Dryden, John: Cymon and Iphigenia (detail)
Cymon and Iphigenia (detail) (Angol)
The Fool of Nature, stood with stupid Eyes
And gaping Mouth, that testify’d Surprize,
Fix’d on her Face, nor cou’d remove his Sight,
New as he was to Love, and Novice in Delight:
Long mute he stood, and leaning on his Staff,
His Wonder witness’d with an Ideot laugh;
Then would have spoke, but by his glimmering Sense
First found his want of Words, and fear’d Offence:
Doubted for what he was he should be known,
By his Clown-Accent and his Country-Tone.
Through the rude Chaos thus the running Light
Shot the first Ray that pierc’d the Native Night:
Then Day and Darkness in the Mass were mix’d,
Till gather’d in a Globe, the Beams were fix’d:
Last shon the Sun who, radiant in his Sphere
Illumin’d Heav’n, and Earth, and rowl’d around the Year.

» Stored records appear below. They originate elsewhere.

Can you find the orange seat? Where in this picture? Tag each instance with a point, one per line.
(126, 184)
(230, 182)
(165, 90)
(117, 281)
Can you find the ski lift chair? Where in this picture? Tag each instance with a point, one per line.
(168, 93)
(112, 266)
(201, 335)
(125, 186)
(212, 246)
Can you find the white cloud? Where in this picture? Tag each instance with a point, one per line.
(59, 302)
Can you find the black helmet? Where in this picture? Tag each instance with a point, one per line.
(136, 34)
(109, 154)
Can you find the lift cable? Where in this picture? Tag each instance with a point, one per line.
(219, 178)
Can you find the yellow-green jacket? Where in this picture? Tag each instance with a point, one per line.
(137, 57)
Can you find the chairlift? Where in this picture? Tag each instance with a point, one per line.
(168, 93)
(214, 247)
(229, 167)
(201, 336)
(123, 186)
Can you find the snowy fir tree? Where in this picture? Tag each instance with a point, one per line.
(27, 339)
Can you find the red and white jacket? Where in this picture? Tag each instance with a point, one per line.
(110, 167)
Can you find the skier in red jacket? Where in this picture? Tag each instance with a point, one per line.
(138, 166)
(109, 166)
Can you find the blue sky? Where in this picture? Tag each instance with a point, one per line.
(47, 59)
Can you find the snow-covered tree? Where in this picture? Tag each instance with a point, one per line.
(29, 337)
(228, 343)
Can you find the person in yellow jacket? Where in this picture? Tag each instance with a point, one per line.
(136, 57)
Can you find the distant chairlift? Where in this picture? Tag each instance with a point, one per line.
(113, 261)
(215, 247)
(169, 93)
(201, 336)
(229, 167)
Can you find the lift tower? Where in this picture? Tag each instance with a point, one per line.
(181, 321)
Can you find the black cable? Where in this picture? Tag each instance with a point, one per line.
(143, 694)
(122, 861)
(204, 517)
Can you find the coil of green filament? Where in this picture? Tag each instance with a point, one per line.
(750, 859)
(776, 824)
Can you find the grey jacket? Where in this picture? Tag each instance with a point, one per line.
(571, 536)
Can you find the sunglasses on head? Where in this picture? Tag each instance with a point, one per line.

So Reason in this Brutal Soul began:
Love made him first suspect he was a Man;
Love made him doubt his broad barbarian Sound;
By Love his want of Words and Wit he found;
That sense of want prepar’d the future way
To Knowledge, and disclos’d the promise of a Day.
What not his Father’s Care, nor Tutor’s Art
Cou’d plant with Pains in his unpolish’d Heart,
The best Instructor Love at once inspir’d,
As barren Grounds to Fruitfulness are fir’d;
Love taught him Shame, and Shame with Love at Strife
Soon taught the sweet Civilities of Life.